Deus criou a humanidade; independentemente de terem sido corrompidas ou de segui-Lo, Deus trata os seres humanos como Seus entes queridos — ou, como diriam os seres humanos, as pessoas mais queridas por Ele — e não como brinquedos. Embora Deus diga que Ele é o Criador e que o homem é Sua criação, o que pode soar como uma diferença na classificação, a realidade é que tudo que Deus fez pela humanidade excede em muito um relacionamento dessa natureza. Deus ama a humanidade, cuida da humanidade e demonstra preocupação para com a humanidade, bem como supre constantemente e incessantemente à humanidade. Ele nunca sente em Seu coração que isso é obra adicional ou algo que merece muito crédito. Nem Ele sente que salvar a humanidade, suprindo-lhe e concedendo-lhe tudo, está fazendo uma enorme contribuição para a humanidade. Ele simplesmente supre a humanidade calma e discretamente, a Seu Próprio modo e através de Sua Própria essência e do que Ele tem e é. Não importa quanta provisão e quanta ajuda a humanidade receba Dele, Deus nunca pensa nem tenta levar crédito. Isso é determinado pela essência de Deus e também é precisamente uma expressão verdadeira do caráter de Deus. É por isso que, independentemente de estar na Bíblia ou em qualquer outro livro, nunca vemos Deus expressando Seus pensamentos, e nunca vemos Deus descrevendo ou declarando aos homens por que Ele faz essas coisas, ou porque Ele Se importa tanto com a humanidade a fim de fazer a humanidade ser grata a Ele ou louvá-Lo. Mesmo quando Ele está ferido, quando o Seu coração está em extrema dor, Ele nunca Se esquece de Sua responsabilidade para com a humanidade ou com a Sua preocupação pela humanidade, enquanto Ele suporta esta mágoa e dor sozinho em silêncio. Pelo contrário, Deus continua a prover a humanidade como sempre fez. Embora a humanidade muitas vezes louve a Deus ou dê
testemunho Dele, nenhum desses comportamentos é exigido por Deus. Isso é porque Deus nunca teve a intenção de que as coisas boas que Ele faz pela humanidade sejam trocadas pela gratidão ou para serem restituídas. Por outro lado, aqueles que temem a Deus e evitam o mal, aqueles que realmente seguem a Deus, escutam a Ele e são leais a Ele, e aqueles que Lhe obedecem — essas são as pessoas que frequentemente recebem as bênçãos de Deus, e Deus lhes concederá bênçãos incondicionalmente. Além disso, as bênçãos que as pessoas recebem de Deus muitas vezes estão além de sua imaginação, e também além de qualquer coisa que os seres humanos possam trocar pelo que fizeram ou pelo preço que pagaram. Quando a humanidade está desfrutando das
bênçãos de Deus, alguém se importa com o que Deus está fazendo?

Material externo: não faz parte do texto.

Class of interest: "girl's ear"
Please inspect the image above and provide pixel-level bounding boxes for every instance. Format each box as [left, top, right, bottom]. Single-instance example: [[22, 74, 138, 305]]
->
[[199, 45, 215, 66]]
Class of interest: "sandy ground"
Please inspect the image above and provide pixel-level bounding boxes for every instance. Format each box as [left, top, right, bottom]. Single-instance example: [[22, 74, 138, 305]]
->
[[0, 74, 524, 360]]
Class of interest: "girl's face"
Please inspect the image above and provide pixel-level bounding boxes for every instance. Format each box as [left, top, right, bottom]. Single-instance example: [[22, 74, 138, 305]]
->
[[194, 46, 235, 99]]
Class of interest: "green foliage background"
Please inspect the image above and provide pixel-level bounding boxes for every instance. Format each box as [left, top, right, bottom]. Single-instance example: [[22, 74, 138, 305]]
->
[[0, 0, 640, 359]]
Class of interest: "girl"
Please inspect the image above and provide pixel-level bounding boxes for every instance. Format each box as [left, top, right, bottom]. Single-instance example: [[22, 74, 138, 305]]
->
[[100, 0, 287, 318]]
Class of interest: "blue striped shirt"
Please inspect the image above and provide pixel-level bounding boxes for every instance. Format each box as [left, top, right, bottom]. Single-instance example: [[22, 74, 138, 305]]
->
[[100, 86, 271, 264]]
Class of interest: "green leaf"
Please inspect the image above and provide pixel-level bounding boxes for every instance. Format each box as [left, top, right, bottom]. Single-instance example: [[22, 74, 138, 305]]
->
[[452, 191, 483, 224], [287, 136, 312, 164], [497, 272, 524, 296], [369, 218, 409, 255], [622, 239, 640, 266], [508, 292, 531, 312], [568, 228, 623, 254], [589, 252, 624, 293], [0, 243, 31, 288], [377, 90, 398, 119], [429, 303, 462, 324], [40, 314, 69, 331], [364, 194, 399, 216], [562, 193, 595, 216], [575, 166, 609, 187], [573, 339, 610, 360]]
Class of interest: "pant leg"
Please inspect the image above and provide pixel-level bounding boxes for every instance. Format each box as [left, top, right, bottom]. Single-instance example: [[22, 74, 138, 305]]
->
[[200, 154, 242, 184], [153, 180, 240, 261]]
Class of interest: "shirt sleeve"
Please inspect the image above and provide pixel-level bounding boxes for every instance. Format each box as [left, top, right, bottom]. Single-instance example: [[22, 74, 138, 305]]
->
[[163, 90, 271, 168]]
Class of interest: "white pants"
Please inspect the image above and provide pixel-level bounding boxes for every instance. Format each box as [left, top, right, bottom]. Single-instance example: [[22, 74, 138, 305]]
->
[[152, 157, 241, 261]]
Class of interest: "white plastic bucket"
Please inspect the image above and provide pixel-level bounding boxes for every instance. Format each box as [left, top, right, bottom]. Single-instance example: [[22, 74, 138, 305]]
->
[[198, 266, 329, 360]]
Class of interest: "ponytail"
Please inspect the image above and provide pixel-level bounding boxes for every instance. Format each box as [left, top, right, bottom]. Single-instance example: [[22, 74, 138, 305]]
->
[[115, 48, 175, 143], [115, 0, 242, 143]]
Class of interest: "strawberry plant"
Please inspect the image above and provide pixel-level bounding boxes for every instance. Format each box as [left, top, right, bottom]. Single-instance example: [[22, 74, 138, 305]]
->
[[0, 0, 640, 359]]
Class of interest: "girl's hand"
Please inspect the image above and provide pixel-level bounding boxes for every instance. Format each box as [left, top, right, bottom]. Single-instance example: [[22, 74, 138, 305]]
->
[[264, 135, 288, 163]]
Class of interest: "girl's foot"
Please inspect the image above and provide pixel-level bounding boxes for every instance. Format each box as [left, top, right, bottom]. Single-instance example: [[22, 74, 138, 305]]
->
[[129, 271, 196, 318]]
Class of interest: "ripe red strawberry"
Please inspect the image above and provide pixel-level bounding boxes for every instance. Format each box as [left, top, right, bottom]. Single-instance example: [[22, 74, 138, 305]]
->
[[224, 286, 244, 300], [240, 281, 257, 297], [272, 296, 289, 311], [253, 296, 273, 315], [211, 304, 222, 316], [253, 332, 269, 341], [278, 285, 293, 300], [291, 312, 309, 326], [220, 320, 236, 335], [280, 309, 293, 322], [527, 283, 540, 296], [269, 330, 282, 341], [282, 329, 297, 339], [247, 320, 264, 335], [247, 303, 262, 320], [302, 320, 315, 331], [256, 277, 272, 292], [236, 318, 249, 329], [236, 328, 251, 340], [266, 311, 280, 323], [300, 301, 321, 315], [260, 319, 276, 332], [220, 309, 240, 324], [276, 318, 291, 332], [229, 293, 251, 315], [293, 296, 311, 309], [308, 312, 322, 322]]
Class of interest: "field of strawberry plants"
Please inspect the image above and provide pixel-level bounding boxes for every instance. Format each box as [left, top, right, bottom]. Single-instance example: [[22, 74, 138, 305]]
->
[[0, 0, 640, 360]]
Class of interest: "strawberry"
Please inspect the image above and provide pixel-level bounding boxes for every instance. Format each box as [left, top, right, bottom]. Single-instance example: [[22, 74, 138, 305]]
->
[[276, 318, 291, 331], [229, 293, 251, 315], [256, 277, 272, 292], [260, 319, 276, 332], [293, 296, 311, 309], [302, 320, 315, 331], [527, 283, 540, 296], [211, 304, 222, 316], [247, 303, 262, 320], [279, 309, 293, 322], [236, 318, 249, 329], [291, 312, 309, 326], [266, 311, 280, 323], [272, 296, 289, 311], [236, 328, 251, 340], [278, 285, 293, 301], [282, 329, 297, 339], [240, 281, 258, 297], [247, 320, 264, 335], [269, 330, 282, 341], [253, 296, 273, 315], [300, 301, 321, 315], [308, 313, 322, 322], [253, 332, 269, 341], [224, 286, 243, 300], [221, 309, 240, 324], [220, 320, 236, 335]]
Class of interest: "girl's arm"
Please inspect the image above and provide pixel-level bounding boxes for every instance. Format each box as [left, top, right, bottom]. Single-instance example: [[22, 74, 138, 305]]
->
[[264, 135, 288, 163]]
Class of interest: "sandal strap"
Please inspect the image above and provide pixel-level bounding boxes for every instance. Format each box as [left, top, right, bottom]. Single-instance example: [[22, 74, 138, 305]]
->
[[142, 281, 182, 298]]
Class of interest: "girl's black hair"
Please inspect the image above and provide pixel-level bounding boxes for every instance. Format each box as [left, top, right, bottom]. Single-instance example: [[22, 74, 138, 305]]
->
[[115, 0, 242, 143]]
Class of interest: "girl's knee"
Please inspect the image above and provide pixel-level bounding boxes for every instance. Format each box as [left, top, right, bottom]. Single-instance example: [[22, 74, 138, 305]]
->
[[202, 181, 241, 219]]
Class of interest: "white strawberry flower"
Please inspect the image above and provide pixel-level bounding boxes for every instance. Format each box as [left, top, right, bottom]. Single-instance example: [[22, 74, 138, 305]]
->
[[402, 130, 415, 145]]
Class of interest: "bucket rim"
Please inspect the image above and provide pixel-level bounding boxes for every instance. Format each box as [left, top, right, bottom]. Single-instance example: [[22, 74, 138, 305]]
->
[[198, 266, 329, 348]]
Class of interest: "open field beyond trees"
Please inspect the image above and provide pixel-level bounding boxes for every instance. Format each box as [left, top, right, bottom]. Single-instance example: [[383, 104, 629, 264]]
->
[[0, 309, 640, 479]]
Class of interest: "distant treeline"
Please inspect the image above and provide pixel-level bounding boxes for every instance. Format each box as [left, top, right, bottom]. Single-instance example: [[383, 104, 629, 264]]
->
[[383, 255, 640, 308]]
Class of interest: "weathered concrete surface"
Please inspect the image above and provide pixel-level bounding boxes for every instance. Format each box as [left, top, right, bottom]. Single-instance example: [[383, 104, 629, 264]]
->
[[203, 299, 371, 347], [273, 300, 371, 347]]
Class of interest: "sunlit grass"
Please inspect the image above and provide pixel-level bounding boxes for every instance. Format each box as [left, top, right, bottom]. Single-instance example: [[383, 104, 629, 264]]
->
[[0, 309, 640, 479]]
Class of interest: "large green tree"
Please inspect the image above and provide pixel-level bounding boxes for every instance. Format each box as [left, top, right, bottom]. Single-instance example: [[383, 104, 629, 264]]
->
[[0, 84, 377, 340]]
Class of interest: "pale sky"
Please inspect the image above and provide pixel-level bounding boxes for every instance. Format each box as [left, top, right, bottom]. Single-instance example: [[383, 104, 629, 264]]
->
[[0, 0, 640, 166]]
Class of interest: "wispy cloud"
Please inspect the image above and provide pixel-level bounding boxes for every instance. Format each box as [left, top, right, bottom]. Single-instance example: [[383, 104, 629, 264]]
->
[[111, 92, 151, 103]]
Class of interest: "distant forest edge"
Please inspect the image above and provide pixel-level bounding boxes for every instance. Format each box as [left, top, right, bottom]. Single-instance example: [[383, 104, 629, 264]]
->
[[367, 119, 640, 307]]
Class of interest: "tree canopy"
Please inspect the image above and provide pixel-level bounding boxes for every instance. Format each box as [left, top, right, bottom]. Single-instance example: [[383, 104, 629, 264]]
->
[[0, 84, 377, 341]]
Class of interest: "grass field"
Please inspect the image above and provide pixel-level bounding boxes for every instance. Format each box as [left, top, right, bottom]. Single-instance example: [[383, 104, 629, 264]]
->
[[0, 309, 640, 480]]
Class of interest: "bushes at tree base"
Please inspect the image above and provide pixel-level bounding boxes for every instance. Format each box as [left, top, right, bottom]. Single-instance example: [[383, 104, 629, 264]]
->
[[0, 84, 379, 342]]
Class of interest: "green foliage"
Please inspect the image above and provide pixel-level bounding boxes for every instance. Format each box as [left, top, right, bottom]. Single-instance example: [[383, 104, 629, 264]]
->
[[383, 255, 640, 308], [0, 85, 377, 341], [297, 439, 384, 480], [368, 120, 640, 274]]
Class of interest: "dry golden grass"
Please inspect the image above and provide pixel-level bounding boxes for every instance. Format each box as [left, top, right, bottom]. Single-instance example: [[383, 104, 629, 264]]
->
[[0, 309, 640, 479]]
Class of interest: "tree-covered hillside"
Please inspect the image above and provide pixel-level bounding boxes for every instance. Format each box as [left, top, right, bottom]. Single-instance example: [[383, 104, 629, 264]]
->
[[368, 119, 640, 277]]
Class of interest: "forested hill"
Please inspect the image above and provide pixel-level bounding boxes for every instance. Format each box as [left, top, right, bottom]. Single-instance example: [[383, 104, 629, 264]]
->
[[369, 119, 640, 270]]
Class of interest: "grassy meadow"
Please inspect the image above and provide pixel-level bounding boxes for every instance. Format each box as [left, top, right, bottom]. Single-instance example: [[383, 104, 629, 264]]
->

Alguém demonstra alguma preocupação quanto ao que Deus está sentindo? Alguém tenta apreciar a dor de Deus? A resposta precisa para essas perguntas é: não! Pode algum ser humano, incluindo Noé, apreciar a dor que Deus estava sentindo naquele momento? Alguém consegue compreender por que Deus estabeleceria tal aliança? Eles não conseguem! A humanidade não aprecia a dor de Deus não porque eles não possam compreender a dor de Deus, e não por causa do abismo entre Deus e o homem ou a diferença em seu status; ao contrário, é porque a humanidade não se importa com nenhum dos sentimentos de Deus. A humanidade pensa que Deus é independente — Deus não precisa que as pessoas se importem com Ele, compreendam-No ou demonstrem consideração para com Ele. Deus é Deus, então Ele não sente dor nem emoções; Ele não ficará triste, não sentirá tristeza, nem chorará. Deus é Deus, então Ele não precisa de nenhuma expressão emocional e não precisa de nenhum conforto emocional. Se Ele precisa disso em certas circunstâncias, então Ele Mesmo resolverá e não necessitará de assistência da humanidade. Por outro lado, são os humanos fracos e imaturos que precisam da consolação, provisão, encorajamento de Deus e até mesmo para que Ele console suas emoções, a qualquer hora, em qualquer lugar. Tal pensamento se esconde profundamente nos corações da humanidade: O homem é fraco; eles precisam de Deus para cuidar deles em todos os sentidos, eles merecem todo o cuidado que recebem de Deus, e eles devem exigir de Deus o que eles acham que deve ser deles. Deus é forte; Ele tem tudo, e Ele deveria ser o guardião da humanidade e doador de bênçãos. Como Ele já é Deus, Ele é onipotente e nunca precisa de nada da humanidade.